The British artist Tacita Dean (b. 1965) doesn’t need any introduction. Active since the 1990s Dean is best known for her work in 16mm film (think Disappearance at Sea from 1996, Fernsehturm from 2001 or Palast from 2004), although she uses a variety of media including drawing, photography and sound. Her films often make use of long takes and steady camera angles to conceive a contemplative atmosphere. A key element in her visual narratives is the unknown.
Anonymous and found sources form the foundation of much of her practice, characterized by methods of gathering material. Archives of memories, narratives, close and distant acquaintances, objects, landscapes and exceptional events are planted in the works as seeds for a new story that goes beyond the images into the viewer’s personal sphere. Often combined with text, the work resembles in the end a script for its own performance. The result is that her pictures are a strange mixture of the fantastic and the documentary.
Quatemary (2014) is the perfect illustration of this mixture. The 6.5-metre-long work builds on her previous photogravure works in which she has been developing techniques beyond traditional printmaking. Over the years, they have become a major part of her oeuvre. With Quatemary, Dean is fusing her use of found imagery with actual blackboard drawing to create an epic narrative within a single pictorial frame.
The work depicts a geological formation resembling a post-nuclear wasteland. Her inspiration was the memory of a documentary on the Yellowstone supervolcano. With the help of old photographs from the nineteenth century she samples a scenery that looks like a place that was here before our existence and will probably remain when we are long gone. But at the same time we can notice words that root us in the present, you can detect the name of the British sculptor Henry Moore.

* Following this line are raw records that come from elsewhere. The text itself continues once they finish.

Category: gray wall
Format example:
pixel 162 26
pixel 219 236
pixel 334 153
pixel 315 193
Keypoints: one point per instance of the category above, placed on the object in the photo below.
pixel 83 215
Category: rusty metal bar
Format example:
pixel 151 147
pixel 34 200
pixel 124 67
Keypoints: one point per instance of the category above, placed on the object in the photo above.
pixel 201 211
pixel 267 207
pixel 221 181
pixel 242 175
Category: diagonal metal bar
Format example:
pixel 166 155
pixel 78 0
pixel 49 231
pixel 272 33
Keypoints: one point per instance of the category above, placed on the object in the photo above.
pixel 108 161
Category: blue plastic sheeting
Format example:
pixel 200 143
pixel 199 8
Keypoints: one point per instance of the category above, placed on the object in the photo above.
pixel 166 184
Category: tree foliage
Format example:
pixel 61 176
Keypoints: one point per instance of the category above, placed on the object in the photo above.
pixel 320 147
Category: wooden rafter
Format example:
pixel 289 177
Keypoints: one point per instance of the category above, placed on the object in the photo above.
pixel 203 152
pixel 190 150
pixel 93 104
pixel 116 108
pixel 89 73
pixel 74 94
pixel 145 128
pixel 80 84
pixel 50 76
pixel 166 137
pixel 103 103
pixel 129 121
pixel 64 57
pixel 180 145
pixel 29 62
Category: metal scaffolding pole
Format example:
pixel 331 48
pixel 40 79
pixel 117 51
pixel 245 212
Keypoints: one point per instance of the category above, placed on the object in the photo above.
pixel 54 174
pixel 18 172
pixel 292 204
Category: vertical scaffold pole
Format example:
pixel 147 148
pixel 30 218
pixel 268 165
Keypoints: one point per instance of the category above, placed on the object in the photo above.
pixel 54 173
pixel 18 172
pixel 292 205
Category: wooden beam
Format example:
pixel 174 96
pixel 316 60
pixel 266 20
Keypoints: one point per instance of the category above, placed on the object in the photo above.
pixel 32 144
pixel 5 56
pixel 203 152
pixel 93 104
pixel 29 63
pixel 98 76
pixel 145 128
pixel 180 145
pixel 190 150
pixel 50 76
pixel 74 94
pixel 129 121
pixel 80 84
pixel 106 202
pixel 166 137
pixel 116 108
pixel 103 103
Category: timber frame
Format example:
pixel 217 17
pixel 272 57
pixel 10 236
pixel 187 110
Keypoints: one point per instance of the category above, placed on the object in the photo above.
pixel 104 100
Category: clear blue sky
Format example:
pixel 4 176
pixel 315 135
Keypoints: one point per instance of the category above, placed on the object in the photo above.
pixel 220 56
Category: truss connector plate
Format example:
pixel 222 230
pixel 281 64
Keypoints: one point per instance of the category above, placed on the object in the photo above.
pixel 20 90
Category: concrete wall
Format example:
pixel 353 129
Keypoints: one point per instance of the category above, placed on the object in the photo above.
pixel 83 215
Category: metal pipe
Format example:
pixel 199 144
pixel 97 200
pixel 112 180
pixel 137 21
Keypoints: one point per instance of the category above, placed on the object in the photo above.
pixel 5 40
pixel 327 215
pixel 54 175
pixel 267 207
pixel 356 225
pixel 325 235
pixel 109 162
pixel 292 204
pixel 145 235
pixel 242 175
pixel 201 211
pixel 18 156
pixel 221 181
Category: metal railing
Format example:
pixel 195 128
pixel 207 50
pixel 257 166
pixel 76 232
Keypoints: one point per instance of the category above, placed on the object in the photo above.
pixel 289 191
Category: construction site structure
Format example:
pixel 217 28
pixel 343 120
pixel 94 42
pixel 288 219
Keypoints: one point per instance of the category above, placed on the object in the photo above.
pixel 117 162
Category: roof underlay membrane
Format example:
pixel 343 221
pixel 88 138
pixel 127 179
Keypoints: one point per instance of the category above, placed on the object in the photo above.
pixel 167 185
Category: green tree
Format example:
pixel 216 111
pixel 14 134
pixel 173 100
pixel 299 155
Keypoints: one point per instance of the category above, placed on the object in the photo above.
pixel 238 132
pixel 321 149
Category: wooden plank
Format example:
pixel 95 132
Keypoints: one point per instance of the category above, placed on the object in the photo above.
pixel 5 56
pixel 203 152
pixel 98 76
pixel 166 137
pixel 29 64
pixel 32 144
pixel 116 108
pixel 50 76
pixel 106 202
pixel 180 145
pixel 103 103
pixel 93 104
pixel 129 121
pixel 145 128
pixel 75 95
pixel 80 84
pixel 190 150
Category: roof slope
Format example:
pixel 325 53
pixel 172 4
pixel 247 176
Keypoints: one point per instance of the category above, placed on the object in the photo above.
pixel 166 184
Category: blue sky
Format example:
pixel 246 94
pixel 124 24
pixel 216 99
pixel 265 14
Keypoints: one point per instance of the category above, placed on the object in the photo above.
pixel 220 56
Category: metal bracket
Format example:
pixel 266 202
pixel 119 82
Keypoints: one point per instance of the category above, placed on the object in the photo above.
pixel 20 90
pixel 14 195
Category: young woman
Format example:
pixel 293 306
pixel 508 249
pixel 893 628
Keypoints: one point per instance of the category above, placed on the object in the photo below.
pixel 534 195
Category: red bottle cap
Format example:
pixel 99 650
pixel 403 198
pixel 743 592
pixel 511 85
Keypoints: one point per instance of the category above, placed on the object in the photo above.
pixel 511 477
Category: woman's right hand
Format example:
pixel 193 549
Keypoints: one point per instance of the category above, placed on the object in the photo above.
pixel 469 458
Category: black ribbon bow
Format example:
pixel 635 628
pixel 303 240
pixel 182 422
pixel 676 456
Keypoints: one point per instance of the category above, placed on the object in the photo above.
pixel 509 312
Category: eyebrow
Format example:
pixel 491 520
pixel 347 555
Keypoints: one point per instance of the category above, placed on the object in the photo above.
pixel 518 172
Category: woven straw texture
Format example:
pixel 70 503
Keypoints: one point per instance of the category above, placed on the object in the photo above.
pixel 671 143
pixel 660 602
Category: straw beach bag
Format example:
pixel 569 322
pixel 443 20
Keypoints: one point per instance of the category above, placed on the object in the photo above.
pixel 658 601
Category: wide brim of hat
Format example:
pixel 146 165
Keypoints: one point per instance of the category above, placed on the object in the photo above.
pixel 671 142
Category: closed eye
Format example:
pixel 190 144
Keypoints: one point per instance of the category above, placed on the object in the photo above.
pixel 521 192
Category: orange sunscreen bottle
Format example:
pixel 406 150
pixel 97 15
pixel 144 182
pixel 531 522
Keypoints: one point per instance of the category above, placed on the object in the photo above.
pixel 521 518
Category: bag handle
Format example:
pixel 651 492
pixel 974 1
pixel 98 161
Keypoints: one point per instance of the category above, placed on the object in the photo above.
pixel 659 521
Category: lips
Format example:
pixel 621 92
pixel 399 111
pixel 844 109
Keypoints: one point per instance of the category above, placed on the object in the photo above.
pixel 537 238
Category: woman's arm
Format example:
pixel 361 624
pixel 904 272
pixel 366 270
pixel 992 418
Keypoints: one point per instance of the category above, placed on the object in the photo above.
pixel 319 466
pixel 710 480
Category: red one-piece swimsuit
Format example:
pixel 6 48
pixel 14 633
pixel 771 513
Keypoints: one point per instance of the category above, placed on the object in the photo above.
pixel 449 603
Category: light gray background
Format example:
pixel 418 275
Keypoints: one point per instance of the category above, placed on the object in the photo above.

 ”The Yellowstone supervolcano is a blister of a volcano, which has no release. Magma has been gathering beneath the Park’s crust for millennia with no means to break through. The surface is noticeably rising and noticeably steaming. Soon, the programme said, the pressure would become so great that the ground would be wrenched apart causing an explosion of such epic magnitude that several states of America would be as good as wiped out instantaneously, and that it would cause the rest of the world to be covered with an ash cloud, so dense that it would block out the sun and cause an ice age. The human species would become extinct.”